Le charisme de Sara et sa détermination sont le moteur du récit. Tandis qu’elle pousse les filles à rester à l'école, à rêver de carrières de médecin, d'enseignante ou d'ingénieure et à prendre le contrôle de leur vie, sa vision devient une lueur d’espoir dans un contexte social autrement très étouffant. Cependant, son parcours est loin d’être aisé. Elle suscite beaucoup de méfiance et de ressentiment. Quand des allégations font surface concernant ses intentions vis-à-vis des jeunes filles qu'elle accompagne comme mentore, l’identité même de Sara est passée sous le microscope et finit par être attaquée. Dans un retournement de situation particulièrement éprouvant, un juge va jusqu'à interroger son identité de genre, ce qui est a priori une tactique pour la discréditer et faire obstacle à son travail.
Une des scènes les plus émouvantes du film montre un rare moment de joie et de liberté : on y voit Sara, dans sa voiture blanche, qui mène un convoi de filles à moto. C’est une image libératrice, certes fugace, mais presque légère. La magie est brisée quand l'oncle d'une des filles survient et la gifle sur le bas-côté. Sara se précipite pour intervenir, mais son autorité est de nouveau mise en cause. Ces juxtapositions (entre légèreté et violence, émancipation et répression) déterminent le rythme du film.

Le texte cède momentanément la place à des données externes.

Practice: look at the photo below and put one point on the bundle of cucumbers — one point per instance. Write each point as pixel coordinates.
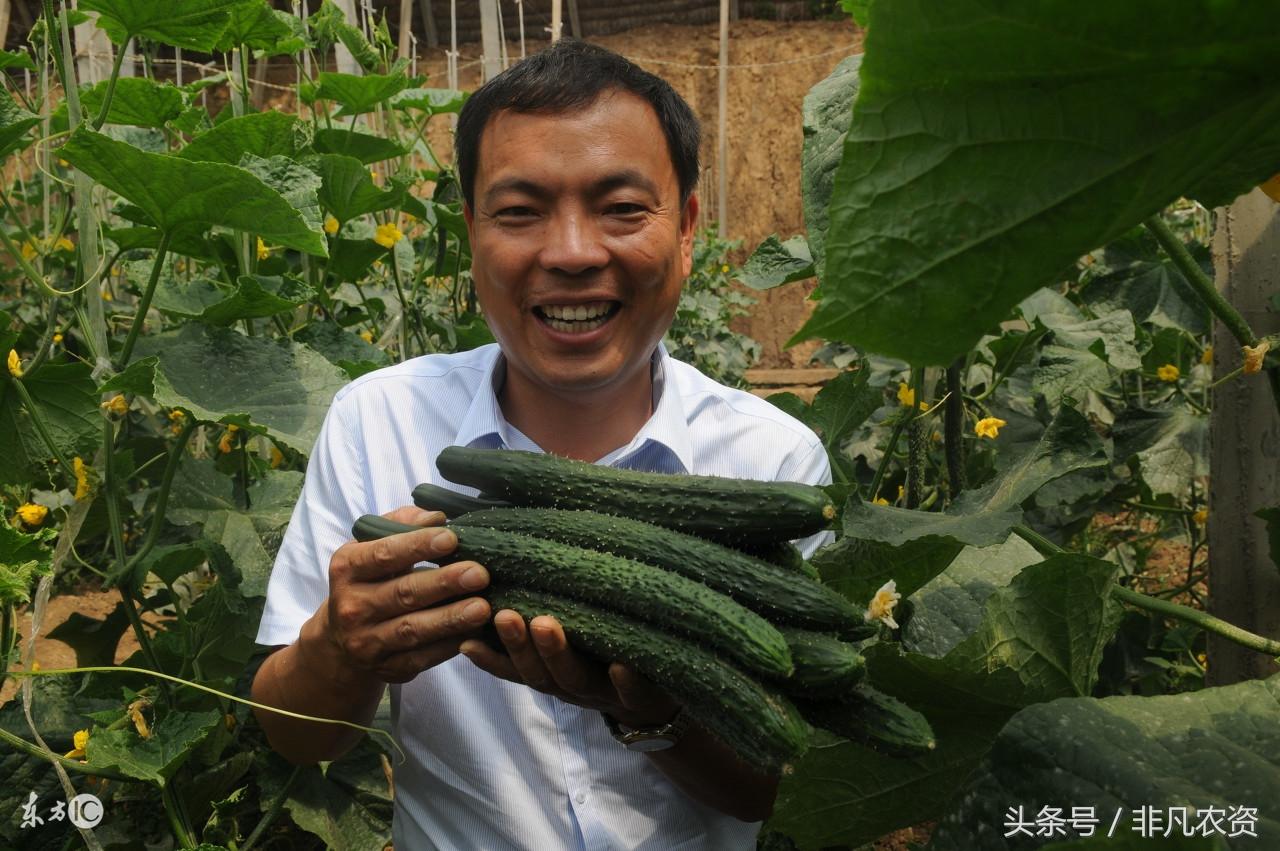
(689, 580)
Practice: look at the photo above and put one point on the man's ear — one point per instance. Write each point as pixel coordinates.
(688, 230)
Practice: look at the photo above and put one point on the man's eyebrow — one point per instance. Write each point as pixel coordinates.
(608, 183)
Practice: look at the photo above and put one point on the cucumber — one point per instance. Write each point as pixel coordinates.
(625, 585)
(824, 666)
(874, 719)
(781, 596)
(370, 527)
(727, 509)
(759, 724)
(784, 554)
(451, 502)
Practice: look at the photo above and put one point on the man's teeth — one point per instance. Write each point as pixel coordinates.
(576, 318)
(576, 312)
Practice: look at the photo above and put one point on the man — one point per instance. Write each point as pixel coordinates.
(577, 172)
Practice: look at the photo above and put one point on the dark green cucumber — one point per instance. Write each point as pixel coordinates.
(370, 527)
(758, 723)
(781, 596)
(727, 509)
(826, 667)
(784, 554)
(624, 585)
(451, 502)
(874, 719)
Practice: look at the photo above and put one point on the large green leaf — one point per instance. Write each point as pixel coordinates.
(1038, 637)
(136, 100)
(776, 262)
(64, 394)
(348, 191)
(176, 192)
(23, 559)
(14, 123)
(154, 759)
(220, 375)
(992, 143)
(1170, 448)
(359, 94)
(983, 516)
(362, 146)
(827, 114)
(263, 135)
(193, 24)
(1216, 747)
(251, 535)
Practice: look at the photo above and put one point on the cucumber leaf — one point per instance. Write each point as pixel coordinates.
(987, 137)
(192, 24)
(176, 192)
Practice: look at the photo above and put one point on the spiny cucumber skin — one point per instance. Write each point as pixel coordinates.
(631, 588)
(824, 666)
(451, 503)
(782, 598)
(759, 724)
(873, 718)
(728, 509)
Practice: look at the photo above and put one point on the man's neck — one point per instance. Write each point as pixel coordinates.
(585, 425)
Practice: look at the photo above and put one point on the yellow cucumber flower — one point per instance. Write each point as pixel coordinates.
(115, 405)
(227, 442)
(83, 479)
(905, 396)
(881, 608)
(31, 513)
(988, 428)
(1253, 357)
(387, 236)
(78, 741)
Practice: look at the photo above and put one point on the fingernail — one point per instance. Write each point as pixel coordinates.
(444, 541)
(474, 579)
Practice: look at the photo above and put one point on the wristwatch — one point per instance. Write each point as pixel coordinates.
(648, 739)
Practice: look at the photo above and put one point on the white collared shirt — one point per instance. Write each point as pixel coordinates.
(493, 765)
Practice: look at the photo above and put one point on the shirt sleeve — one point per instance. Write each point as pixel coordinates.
(812, 469)
(333, 495)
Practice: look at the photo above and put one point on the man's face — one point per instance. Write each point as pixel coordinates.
(580, 243)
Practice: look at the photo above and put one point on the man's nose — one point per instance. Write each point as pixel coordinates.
(574, 245)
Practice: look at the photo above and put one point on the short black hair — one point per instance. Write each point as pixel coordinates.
(572, 74)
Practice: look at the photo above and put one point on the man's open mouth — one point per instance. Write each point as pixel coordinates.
(576, 319)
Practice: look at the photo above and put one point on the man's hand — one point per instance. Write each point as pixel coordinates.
(540, 657)
(388, 620)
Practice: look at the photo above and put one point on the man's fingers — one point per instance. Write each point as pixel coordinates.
(524, 655)
(568, 669)
(388, 557)
(444, 625)
(415, 516)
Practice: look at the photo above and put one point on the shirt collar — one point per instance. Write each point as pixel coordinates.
(666, 433)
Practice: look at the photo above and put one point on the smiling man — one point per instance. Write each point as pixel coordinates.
(577, 172)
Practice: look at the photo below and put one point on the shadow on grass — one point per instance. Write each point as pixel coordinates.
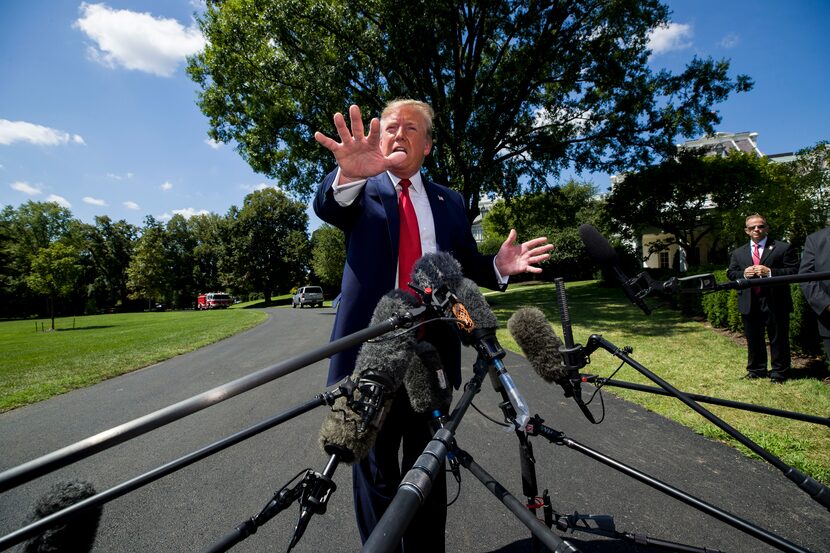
(599, 308)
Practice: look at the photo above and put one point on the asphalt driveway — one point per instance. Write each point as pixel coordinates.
(189, 510)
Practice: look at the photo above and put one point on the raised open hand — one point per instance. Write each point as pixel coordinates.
(358, 155)
(513, 258)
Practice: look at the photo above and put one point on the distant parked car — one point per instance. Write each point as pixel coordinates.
(308, 295)
(213, 300)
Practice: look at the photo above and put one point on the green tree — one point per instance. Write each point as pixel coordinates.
(148, 275)
(25, 231)
(110, 248)
(693, 196)
(328, 254)
(269, 246)
(54, 271)
(210, 234)
(521, 89)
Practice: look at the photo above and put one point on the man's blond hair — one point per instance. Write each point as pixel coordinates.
(421, 107)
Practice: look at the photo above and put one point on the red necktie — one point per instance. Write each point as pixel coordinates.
(409, 245)
(756, 260)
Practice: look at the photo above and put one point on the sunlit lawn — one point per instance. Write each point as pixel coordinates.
(691, 357)
(36, 365)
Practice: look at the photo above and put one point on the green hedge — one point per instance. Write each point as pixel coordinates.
(721, 311)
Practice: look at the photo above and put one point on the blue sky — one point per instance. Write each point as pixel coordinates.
(98, 114)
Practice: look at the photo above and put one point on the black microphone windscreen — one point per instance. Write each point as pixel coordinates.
(540, 344)
(598, 246)
(339, 432)
(77, 534)
(435, 269)
(425, 381)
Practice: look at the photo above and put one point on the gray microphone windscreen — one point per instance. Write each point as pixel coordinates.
(78, 534)
(425, 381)
(339, 432)
(387, 359)
(435, 269)
(389, 355)
(540, 344)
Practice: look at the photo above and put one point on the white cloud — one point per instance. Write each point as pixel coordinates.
(22, 131)
(137, 41)
(674, 36)
(26, 188)
(730, 41)
(256, 187)
(187, 213)
(60, 200)
(115, 176)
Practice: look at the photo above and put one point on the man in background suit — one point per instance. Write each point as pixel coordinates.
(765, 308)
(816, 259)
(378, 178)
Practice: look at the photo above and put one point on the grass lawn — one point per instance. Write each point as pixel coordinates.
(691, 357)
(81, 351)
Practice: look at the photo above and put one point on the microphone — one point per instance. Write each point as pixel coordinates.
(77, 535)
(351, 427)
(476, 325)
(434, 269)
(426, 383)
(600, 249)
(540, 344)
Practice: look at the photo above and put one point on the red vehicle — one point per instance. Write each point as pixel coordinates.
(213, 300)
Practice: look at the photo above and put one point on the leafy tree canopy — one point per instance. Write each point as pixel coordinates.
(521, 89)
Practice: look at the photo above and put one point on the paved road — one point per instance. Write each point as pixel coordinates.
(189, 510)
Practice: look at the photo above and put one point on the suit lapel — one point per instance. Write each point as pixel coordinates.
(438, 204)
(382, 187)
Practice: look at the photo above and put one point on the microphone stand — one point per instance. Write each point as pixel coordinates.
(537, 428)
(417, 483)
(601, 381)
(312, 492)
(59, 517)
(577, 357)
(108, 438)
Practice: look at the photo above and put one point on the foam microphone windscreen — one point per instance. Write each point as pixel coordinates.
(540, 344)
(471, 297)
(385, 359)
(435, 269)
(339, 432)
(389, 355)
(598, 246)
(425, 381)
(78, 533)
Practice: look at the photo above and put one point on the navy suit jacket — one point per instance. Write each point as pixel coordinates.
(371, 225)
(816, 259)
(779, 257)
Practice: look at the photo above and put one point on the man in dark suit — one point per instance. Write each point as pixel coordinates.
(371, 197)
(816, 259)
(765, 308)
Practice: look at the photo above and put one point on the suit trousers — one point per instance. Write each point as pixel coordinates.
(376, 479)
(761, 320)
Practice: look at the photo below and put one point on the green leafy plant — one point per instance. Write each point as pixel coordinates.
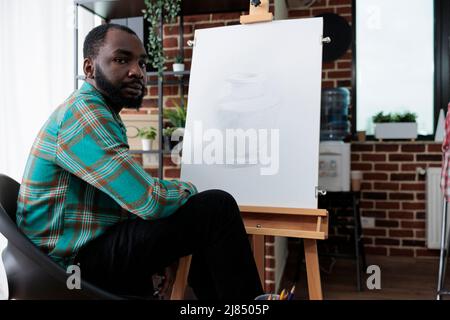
(147, 133)
(167, 132)
(179, 59)
(394, 117)
(154, 12)
(176, 116)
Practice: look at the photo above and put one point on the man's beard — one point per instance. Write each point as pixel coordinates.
(113, 92)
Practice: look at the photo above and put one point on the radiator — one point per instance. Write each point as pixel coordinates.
(434, 208)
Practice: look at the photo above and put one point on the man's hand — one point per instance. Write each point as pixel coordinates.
(168, 278)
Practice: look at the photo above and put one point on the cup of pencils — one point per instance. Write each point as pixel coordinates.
(284, 295)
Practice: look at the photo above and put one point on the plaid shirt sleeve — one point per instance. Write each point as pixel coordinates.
(92, 145)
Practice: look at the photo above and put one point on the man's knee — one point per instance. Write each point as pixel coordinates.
(220, 198)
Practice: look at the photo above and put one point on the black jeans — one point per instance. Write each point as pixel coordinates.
(208, 226)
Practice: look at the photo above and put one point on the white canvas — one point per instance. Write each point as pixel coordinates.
(257, 77)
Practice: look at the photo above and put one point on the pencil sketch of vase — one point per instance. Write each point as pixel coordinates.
(250, 105)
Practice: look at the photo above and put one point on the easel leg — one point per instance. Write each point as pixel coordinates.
(258, 253)
(179, 286)
(312, 269)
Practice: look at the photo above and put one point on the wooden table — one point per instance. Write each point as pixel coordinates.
(308, 224)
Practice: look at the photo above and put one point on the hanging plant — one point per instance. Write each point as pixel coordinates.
(168, 11)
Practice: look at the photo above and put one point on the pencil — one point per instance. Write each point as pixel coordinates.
(291, 294)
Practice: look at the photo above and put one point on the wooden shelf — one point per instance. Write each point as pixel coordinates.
(120, 9)
(286, 225)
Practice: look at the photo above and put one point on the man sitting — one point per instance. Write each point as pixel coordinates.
(84, 200)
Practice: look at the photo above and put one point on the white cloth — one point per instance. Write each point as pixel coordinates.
(4, 293)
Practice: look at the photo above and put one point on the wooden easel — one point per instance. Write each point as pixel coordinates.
(308, 224)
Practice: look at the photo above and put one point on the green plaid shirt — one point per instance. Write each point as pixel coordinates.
(80, 179)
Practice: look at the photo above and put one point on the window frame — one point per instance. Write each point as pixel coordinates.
(441, 62)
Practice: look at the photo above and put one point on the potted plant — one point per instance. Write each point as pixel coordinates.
(148, 136)
(155, 12)
(177, 120)
(395, 125)
(178, 66)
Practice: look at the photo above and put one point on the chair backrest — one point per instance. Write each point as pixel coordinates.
(9, 191)
(31, 273)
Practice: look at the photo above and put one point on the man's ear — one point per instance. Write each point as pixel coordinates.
(89, 68)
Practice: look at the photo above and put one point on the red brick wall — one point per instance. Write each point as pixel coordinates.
(394, 194)
(337, 73)
(391, 191)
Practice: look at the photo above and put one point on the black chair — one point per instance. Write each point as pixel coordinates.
(31, 273)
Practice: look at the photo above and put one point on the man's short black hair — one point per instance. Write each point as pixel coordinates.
(95, 38)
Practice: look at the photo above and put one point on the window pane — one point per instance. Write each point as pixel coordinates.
(395, 60)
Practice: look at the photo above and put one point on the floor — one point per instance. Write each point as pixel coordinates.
(402, 278)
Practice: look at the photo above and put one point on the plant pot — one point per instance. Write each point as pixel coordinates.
(396, 130)
(178, 67)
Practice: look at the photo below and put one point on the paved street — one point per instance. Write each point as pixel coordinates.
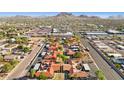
(110, 74)
(21, 69)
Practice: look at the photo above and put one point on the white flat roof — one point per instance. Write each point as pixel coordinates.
(86, 66)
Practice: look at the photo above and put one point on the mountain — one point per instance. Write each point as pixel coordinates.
(116, 17)
(64, 14)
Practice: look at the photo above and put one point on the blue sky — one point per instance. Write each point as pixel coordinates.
(101, 14)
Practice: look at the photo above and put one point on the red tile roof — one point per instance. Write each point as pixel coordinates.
(80, 74)
(37, 74)
(70, 52)
(56, 67)
(67, 67)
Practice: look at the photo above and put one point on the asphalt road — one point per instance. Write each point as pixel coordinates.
(21, 69)
(109, 73)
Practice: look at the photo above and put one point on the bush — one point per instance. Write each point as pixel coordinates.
(77, 55)
(7, 67)
(32, 73)
(100, 75)
(1, 58)
(14, 62)
(42, 76)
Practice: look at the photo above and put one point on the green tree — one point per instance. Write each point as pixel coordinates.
(26, 49)
(7, 67)
(14, 62)
(77, 55)
(32, 73)
(42, 76)
(1, 58)
(100, 75)
(118, 66)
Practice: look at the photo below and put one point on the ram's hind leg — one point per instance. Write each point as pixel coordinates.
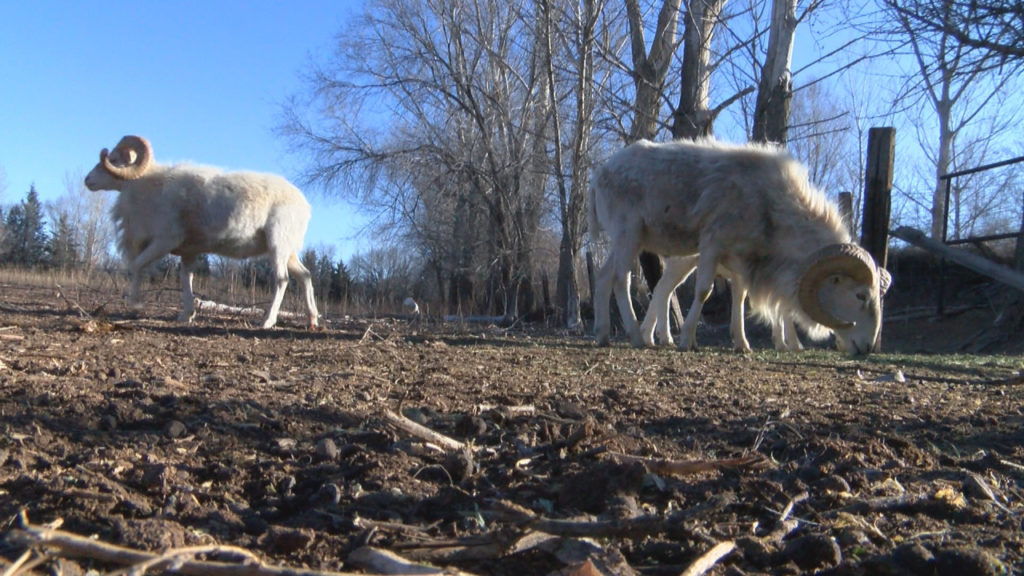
(701, 290)
(280, 261)
(305, 281)
(187, 297)
(676, 271)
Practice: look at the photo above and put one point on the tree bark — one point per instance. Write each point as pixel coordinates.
(771, 113)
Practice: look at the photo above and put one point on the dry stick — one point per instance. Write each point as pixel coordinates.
(793, 502)
(74, 305)
(683, 467)
(70, 544)
(423, 433)
(178, 556)
(12, 569)
(384, 562)
(710, 559)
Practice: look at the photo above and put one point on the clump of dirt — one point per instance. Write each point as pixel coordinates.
(552, 455)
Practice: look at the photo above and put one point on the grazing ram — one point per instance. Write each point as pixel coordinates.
(750, 209)
(677, 270)
(190, 210)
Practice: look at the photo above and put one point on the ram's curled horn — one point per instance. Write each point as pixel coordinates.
(849, 259)
(132, 170)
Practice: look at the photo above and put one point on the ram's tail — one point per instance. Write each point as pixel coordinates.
(592, 220)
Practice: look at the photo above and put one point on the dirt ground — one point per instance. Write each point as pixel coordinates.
(557, 457)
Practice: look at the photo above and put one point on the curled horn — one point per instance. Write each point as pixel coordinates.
(143, 158)
(848, 259)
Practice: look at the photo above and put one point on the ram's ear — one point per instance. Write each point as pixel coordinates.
(129, 160)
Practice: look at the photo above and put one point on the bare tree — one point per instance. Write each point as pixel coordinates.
(991, 28)
(87, 214)
(461, 85)
(650, 68)
(771, 113)
(692, 117)
(570, 181)
(957, 85)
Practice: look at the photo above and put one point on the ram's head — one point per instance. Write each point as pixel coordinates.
(842, 289)
(128, 161)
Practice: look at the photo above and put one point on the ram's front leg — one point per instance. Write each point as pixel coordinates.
(156, 249)
(187, 297)
(701, 290)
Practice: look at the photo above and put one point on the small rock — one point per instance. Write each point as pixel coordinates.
(328, 495)
(175, 428)
(849, 537)
(288, 540)
(813, 551)
(914, 558)
(286, 486)
(327, 449)
(567, 409)
(968, 562)
(471, 426)
(834, 483)
(460, 465)
(285, 444)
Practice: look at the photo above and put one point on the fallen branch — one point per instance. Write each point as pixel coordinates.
(73, 304)
(710, 559)
(384, 562)
(421, 432)
(685, 467)
(183, 560)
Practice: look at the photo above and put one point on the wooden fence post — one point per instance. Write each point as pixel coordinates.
(846, 210)
(878, 193)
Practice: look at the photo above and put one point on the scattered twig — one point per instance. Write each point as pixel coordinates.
(73, 304)
(17, 564)
(384, 562)
(684, 467)
(68, 544)
(1012, 464)
(710, 559)
(524, 410)
(793, 501)
(421, 432)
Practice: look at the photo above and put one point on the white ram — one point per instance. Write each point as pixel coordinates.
(748, 208)
(677, 270)
(189, 210)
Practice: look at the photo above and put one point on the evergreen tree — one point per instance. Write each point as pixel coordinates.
(62, 248)
(27, 241)
(341, 283)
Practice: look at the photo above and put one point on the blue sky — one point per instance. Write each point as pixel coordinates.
(203, 80)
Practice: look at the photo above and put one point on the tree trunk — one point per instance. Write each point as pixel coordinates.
(771, 113)
(649, 72)
(692, 118)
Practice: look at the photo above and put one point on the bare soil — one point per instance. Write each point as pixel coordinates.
(154, 436)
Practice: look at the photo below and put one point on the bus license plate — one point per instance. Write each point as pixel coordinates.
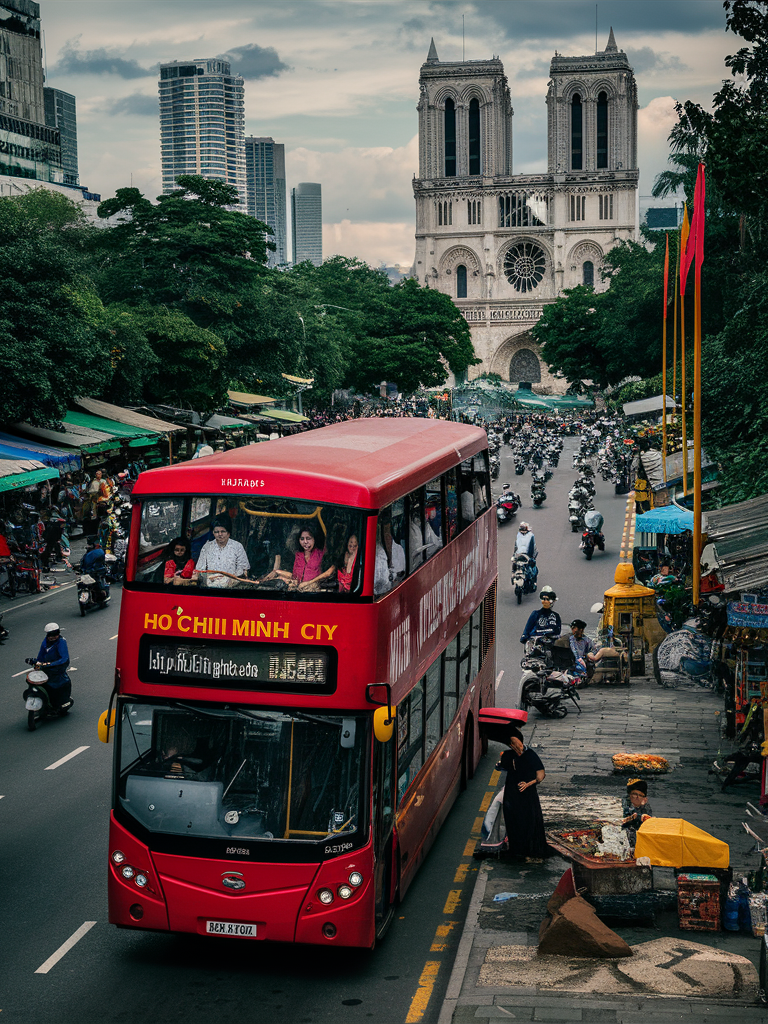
(230, 929)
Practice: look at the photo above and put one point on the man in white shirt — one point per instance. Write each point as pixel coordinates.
(223, 554)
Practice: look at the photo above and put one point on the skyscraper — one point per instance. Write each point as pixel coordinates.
(202, 123)
(60, 112)
(28, 147)
(306, 222)
(265, 184)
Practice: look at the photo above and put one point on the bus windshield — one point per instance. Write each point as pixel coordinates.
(252, 543)
(243, 773)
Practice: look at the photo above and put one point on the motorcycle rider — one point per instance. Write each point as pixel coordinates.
(525, 542)
(53, 659)
(95, 564)
(545, 622)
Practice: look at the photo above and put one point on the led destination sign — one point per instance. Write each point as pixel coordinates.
(236, 666)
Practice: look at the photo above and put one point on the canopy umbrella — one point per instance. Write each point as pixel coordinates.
(668, 519)
(676, 843)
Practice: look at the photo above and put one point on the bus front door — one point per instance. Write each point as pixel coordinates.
(383, 829)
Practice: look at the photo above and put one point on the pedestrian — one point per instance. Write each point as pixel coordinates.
(522, 810)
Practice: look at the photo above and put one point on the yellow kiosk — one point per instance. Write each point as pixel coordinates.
(631, 610)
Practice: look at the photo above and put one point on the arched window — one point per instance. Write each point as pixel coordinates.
(602, 130)
(576, 133)
(474, 136)
(450, 138)
(461, 282)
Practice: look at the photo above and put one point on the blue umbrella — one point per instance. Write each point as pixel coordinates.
(668, 519)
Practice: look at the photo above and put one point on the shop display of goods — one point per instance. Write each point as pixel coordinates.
(640, 762)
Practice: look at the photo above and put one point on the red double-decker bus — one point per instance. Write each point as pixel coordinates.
(299, 678)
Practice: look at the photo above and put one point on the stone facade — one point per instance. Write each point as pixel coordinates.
(504, 245)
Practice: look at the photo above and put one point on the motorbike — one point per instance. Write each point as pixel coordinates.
(93, 590)
(546, 683)
(524, 574)
(38, 699)
(506, 506)
(592, 538)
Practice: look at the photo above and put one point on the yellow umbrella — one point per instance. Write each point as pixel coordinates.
(675, 843)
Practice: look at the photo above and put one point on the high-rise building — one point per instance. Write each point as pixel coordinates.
(60, 112)
(202, 123)
(28, 147)
(306, 222)
(265, 190)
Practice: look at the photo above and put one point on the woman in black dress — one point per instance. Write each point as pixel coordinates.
(522, 812)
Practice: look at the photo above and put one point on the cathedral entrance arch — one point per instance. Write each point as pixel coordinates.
(524, 368)
(516, 359)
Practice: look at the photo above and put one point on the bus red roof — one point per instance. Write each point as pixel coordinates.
(364, 463)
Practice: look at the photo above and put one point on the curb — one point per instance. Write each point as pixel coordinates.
(461, 963)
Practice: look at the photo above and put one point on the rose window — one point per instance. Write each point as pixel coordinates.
(524, 265)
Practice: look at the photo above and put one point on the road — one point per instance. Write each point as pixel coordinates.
(53, 842)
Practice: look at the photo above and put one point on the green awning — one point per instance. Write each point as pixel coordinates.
(87, 441)
(286, 417)
(20, 473)
(112, 427)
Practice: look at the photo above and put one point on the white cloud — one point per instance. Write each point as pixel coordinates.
(373, 242)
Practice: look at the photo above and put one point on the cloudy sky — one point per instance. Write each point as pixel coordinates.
(337, 82)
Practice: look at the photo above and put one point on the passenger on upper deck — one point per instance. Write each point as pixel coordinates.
(219, 556)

La musique, utilisée avec modération et subtilité, souligne bien le parcours émotionnel du film sans tout envahir. La photographie, brute et naturelle, résiste à la volonté d’embellir, faisant écho à l’hostilité de ces terres et aux tensions sociales qui la parcourent. Cutting Through Rocks commence en observant tranquillement, puis gagne en intensité pour aller vers un crescendo émotionnel qui culmine dans une série de défaites douloureuses et de questionnements existentiels.
Quand arrive le dénouement, la réalité telle que vécue sur le terrain est sans appel : de plus en plus de filles sont rappelées à l'ordre établi et forcées, bien que mineures, à des mariages arrangés. Sara, de plus en plus seule, se demande : "Qui va soigner cette douleur ?". Ce n’est pas une question rhétorique, mais un cri désespéré, une reconnaissance de l'asymétrie du combat. Ses efforts, s'ils sont galvanisants à voir, se heurtent un système trop sclérosé pour évoluer. Le film n'offre pas de sentiment de clôture ni d’espoir facile, et c’est toute son honnêteté. Ceci n’est pas l'histoire triomphale d'un changement en cours, mais l'histoire d'une résistance nécessaire face à des déséquilibres insurmontables.
Ce documentaire est à la fois un témoignage sur le courage d'un individu et une sonnette d'alarme qui donne à réfléchir. Il nous rappelle que même les individus les plus extraordinaires ne peuvent pas aller bien loin quand les systèmes qu'ils dénoncent sont conçus pour les supprimer, et que certaines blessures, personnelles et collectives, sont peut-être trop profondes pour être guéries.
Cutting Through Rocks a été produit par Gandom Films (Iran) en coproduction avec inselfilm (Allemagne), le Fonds Bertha de l'IDFA (Pays-Bas), Chicken & Egg (États-Unis), le Doha Film Institute (Qatar), P-Squared Philanthropies (États-Unis), le Meadow Fund (États-Unis), Film Estudios (Chili) et le Hot Docs Lab (Canada). Les ventes internationales du film sont assurées par l'agence autrichienne Autlook Filmsales.